Feeling without flooding

You've been taught that emotions are weakness. That's the problem.

You're not feeling too much. You're feeling without understanding what you're feeling. Emotions you can't name control you. Emotions you can name become data.

This module teaches you to feel without drowning.

What's Actually Happening

Most men have three emotional settings: fine, angry, and shut down. Everything else gets compressed into one of those three.

Grief becomes anger. Fear becomes anger. Shame becomes shutdown. Longing becomes obsession.

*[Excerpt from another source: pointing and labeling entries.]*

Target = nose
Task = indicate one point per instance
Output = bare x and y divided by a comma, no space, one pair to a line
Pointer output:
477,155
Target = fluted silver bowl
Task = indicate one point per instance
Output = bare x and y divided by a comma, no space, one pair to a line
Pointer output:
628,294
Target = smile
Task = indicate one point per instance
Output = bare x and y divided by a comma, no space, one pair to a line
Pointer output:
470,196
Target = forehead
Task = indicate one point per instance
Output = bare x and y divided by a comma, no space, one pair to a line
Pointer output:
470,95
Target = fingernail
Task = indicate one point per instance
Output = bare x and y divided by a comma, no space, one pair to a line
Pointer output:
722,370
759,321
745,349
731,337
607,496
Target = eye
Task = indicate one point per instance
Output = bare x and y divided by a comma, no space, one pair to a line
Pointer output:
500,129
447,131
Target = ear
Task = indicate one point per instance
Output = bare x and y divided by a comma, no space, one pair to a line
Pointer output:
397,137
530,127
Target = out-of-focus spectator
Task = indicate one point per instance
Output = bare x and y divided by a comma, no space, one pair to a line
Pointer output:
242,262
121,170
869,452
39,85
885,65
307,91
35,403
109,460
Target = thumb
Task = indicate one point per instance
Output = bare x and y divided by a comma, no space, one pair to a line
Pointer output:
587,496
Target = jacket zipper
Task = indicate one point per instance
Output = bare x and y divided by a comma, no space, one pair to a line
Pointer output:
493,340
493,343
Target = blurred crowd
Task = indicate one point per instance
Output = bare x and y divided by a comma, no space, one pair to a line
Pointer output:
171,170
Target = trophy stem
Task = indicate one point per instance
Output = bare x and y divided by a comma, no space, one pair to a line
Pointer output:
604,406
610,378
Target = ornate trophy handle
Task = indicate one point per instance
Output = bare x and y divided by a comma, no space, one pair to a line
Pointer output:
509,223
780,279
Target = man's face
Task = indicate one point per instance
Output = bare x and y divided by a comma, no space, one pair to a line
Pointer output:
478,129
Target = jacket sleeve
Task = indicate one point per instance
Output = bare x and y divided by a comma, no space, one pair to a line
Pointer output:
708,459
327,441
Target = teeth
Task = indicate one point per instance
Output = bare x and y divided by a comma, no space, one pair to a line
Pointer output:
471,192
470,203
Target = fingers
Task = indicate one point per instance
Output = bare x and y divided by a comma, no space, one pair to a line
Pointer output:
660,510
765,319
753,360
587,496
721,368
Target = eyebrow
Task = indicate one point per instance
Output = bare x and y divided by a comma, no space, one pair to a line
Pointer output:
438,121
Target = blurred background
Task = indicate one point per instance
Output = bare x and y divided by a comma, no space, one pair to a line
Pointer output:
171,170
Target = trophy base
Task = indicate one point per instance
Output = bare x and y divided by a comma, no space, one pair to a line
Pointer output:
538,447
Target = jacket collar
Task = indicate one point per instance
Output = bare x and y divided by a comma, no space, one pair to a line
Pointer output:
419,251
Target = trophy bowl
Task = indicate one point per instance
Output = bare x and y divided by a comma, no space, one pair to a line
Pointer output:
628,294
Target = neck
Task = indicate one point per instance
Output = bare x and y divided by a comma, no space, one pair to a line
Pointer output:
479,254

The emotions you can't feel properly become the behaviors you can't control.

Exercise 3.1

Emotional Translation

Learn what's underneath your surface emotions. Anger and obsession are almost never the real feeling.

When you feel rage
Underneath is usually: fear, powerlessness, shame
The need: control, respect, safety
When you feel obsessive
Underneath is usually: grief, abandonment, ego injury
The need: proof of worth, closure, control
When you feel numb
Underneath is usually: overwhelm, grief, shame
The need: safety, permission to feel
When you feel desperate
Underneath is usually: terror, unworthiness, abandonment
The need: reassurance, validation, connection
My most common surface emotion is:
What I think is actually underneath it:
Exercise 3.2

The 90-Second Rule

Neurologically, the chemical rush of any emotion lasts about 90 seconds. Everything after that is you re-triggering it with your thoughts.

When emotion floods you:
0-30s: Notice it. Name it. "This is [emotion]."
30-60s: Locate it in your body. Where does it live?
60-90s: Breathe into that location. Don't fix it. Just witness it.
After: Notice if the intensity has shifted. It usually has.
Practice this three times today. What did you notice?
Exercise 3.3

Grief Permission

You're allowed to grieve. Not because you're weak. Because you lost something. Refusing to grieve doesn't make you strong. It makes you stuck.

What I actually lost (not just her):
What I haven't let myself feel about this loss:
If I let myself grieve fully, I'm afraid:
Men's Reflection

Where did I learn that feeling was dangerous?

What would it mean to be a man who can feel without being controlled by feeling?

The Goal

Emotional sobriety isn't about being unemotional. It's about feeling clearly. When you can name what you feel and trace it to its source, it stops running your behavior.

You don't become less of a man by feeling. You become less controlled.